I was my own offspring.

My own begetter.

Are we all our fathers’ children? Was Isa Ibn Maryam the son of God, or the child of a rape that went unacknowledged, or just the result of a rash flirtation? What does it matter? Jesus knew how to fashion his short young life into immortality, to turn his Calvary into a Milky Way and his name into the password for paradise. What counts is what we succeed in leaving behind us. How many world-class conquerors have fathered good-for-nothing kings? How many civilisations have disappeared the moment they were handed on to heirs of insufficient calibre? How many shackled slaves have broken their chains to build colossal empires? I had no need to know who my father had been, or to look for the grave of an illustrious stranger. I was Muammar Gaddafi.
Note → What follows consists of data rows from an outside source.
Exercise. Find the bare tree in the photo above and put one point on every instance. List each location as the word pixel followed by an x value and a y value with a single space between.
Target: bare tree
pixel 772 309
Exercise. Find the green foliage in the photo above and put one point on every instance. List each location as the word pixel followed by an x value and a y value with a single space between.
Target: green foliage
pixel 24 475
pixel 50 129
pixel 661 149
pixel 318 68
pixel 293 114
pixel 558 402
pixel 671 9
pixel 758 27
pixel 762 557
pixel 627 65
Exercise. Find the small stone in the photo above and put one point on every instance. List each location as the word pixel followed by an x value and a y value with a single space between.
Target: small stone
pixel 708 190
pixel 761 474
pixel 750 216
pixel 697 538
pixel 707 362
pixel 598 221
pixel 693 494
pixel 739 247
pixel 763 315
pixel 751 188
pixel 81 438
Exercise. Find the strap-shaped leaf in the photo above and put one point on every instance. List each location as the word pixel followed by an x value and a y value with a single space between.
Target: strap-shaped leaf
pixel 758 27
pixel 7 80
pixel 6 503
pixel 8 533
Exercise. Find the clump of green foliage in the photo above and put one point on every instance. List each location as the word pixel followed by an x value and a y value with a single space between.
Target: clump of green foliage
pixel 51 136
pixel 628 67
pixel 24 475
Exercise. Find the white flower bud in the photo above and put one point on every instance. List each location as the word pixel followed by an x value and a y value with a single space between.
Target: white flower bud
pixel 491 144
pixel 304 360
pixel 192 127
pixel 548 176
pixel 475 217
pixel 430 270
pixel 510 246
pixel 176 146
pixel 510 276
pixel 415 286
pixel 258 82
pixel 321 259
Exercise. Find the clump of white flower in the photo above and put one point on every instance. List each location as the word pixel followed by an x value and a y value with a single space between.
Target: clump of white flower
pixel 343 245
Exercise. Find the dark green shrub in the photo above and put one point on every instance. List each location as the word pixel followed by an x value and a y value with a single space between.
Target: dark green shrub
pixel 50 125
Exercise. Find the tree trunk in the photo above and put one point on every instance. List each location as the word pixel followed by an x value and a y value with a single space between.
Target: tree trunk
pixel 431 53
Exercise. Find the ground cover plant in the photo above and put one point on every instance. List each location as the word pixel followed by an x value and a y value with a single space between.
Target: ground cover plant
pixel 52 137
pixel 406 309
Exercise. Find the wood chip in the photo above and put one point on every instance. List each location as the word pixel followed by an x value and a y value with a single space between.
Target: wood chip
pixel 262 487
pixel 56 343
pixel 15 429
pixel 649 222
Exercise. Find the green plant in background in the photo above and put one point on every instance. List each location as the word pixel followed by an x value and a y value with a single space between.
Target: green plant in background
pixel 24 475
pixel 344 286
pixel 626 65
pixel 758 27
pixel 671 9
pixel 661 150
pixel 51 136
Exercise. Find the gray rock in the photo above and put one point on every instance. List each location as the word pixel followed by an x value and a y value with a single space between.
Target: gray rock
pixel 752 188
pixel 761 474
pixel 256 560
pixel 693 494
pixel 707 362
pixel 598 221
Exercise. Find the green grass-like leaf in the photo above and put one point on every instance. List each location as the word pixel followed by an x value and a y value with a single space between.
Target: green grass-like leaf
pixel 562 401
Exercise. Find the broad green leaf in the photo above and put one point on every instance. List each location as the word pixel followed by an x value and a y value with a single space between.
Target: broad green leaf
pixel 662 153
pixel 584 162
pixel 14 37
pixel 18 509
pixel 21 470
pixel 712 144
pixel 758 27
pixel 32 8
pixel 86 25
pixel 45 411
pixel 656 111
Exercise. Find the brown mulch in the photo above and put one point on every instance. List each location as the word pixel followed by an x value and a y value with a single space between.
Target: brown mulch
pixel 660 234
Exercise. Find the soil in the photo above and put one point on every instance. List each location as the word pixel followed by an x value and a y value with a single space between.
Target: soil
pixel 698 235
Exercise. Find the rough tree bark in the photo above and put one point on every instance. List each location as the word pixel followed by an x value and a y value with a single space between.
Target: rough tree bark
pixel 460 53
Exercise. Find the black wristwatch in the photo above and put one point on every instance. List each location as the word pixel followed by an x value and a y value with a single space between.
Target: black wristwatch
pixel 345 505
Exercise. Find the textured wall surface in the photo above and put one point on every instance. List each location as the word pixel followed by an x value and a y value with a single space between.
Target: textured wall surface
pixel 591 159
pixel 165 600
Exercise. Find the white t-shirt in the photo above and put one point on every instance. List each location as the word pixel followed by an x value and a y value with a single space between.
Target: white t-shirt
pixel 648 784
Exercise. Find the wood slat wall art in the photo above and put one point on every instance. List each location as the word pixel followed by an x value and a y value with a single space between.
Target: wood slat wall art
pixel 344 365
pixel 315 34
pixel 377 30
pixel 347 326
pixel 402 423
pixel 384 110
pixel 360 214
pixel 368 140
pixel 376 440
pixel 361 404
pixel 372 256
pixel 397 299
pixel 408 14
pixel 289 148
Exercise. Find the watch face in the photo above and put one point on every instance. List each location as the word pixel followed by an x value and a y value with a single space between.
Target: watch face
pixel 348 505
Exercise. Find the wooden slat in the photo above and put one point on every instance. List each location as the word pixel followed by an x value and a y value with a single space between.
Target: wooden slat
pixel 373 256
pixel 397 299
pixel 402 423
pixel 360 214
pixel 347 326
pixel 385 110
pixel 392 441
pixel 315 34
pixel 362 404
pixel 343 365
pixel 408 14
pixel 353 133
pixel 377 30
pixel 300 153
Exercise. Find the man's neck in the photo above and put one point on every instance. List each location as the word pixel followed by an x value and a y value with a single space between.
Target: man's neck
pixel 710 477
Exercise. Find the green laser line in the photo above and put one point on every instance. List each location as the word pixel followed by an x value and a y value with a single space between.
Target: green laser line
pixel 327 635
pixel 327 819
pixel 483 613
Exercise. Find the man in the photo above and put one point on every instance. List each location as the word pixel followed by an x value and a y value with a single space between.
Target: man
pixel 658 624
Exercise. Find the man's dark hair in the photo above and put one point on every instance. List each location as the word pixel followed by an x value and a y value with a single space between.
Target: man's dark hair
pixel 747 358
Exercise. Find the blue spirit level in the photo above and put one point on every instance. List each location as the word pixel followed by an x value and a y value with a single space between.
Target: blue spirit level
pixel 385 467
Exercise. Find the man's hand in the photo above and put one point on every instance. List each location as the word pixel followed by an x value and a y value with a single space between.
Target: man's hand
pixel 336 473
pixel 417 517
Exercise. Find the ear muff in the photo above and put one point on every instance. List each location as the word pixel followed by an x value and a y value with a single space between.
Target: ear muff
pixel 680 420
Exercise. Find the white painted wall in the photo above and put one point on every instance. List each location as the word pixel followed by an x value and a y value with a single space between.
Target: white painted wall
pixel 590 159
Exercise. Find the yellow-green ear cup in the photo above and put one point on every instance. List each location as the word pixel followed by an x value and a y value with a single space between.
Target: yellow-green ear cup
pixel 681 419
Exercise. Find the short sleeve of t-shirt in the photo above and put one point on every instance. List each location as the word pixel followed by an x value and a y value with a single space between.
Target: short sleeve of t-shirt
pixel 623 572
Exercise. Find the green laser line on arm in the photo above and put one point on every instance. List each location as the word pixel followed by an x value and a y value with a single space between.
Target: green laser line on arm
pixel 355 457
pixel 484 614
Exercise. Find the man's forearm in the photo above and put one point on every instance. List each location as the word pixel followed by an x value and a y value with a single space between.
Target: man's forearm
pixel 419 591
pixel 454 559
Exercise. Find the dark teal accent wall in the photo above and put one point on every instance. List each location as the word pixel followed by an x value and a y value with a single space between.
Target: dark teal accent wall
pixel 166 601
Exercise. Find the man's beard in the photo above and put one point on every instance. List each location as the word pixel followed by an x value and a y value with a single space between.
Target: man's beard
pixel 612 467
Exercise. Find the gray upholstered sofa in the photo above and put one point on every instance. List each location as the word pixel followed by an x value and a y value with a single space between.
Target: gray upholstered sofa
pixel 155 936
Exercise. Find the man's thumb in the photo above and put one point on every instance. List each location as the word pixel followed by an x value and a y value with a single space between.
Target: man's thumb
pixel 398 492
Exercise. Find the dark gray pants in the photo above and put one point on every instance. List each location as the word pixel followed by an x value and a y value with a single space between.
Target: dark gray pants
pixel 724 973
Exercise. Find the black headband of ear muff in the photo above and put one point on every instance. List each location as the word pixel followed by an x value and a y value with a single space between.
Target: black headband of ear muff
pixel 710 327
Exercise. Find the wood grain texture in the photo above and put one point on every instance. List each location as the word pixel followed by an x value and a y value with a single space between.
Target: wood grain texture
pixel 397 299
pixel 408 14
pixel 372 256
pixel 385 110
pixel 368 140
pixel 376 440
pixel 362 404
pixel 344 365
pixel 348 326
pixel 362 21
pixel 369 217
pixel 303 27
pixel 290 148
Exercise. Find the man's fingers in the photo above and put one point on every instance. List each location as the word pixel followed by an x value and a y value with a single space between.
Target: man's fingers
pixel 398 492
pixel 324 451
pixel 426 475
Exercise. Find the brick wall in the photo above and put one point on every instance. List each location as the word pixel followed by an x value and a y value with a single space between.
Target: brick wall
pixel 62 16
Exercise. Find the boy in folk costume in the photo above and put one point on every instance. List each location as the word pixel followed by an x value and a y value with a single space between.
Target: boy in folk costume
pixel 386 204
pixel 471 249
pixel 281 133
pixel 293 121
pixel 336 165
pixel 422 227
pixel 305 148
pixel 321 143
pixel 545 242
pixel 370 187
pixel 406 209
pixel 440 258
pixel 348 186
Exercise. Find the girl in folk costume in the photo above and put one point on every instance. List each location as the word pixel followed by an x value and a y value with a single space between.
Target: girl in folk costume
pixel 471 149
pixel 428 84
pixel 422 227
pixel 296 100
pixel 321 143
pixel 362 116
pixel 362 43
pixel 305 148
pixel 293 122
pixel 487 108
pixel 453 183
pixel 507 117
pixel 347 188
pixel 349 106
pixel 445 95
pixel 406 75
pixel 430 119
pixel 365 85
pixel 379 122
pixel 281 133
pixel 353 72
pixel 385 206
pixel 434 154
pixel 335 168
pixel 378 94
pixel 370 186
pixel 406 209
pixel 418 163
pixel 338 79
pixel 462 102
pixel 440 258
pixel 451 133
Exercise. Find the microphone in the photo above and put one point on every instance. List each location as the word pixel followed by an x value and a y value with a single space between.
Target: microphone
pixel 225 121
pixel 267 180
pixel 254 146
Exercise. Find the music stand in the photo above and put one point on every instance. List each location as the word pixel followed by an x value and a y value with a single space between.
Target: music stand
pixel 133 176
For me the Big Bang had taken place the morning I took over the radio station in Benghazi to announce to a drowsing populace that I was their saviour and their redemption. Bastard or orphan, I had transformed myself into a nation’s destiny by becoming its legitimate path and identity. For having given birth to a new reality, I no longer had anything to envy the gods of mythology or the heroes of history.

I was worthy of being only Myself.

9 During the clean-up operation, which I took personal charge of, to disinfect the republic’s institutions of the monarchist vermin, I forced Major Jalal Snoussi to dig his own grave with his bare hands.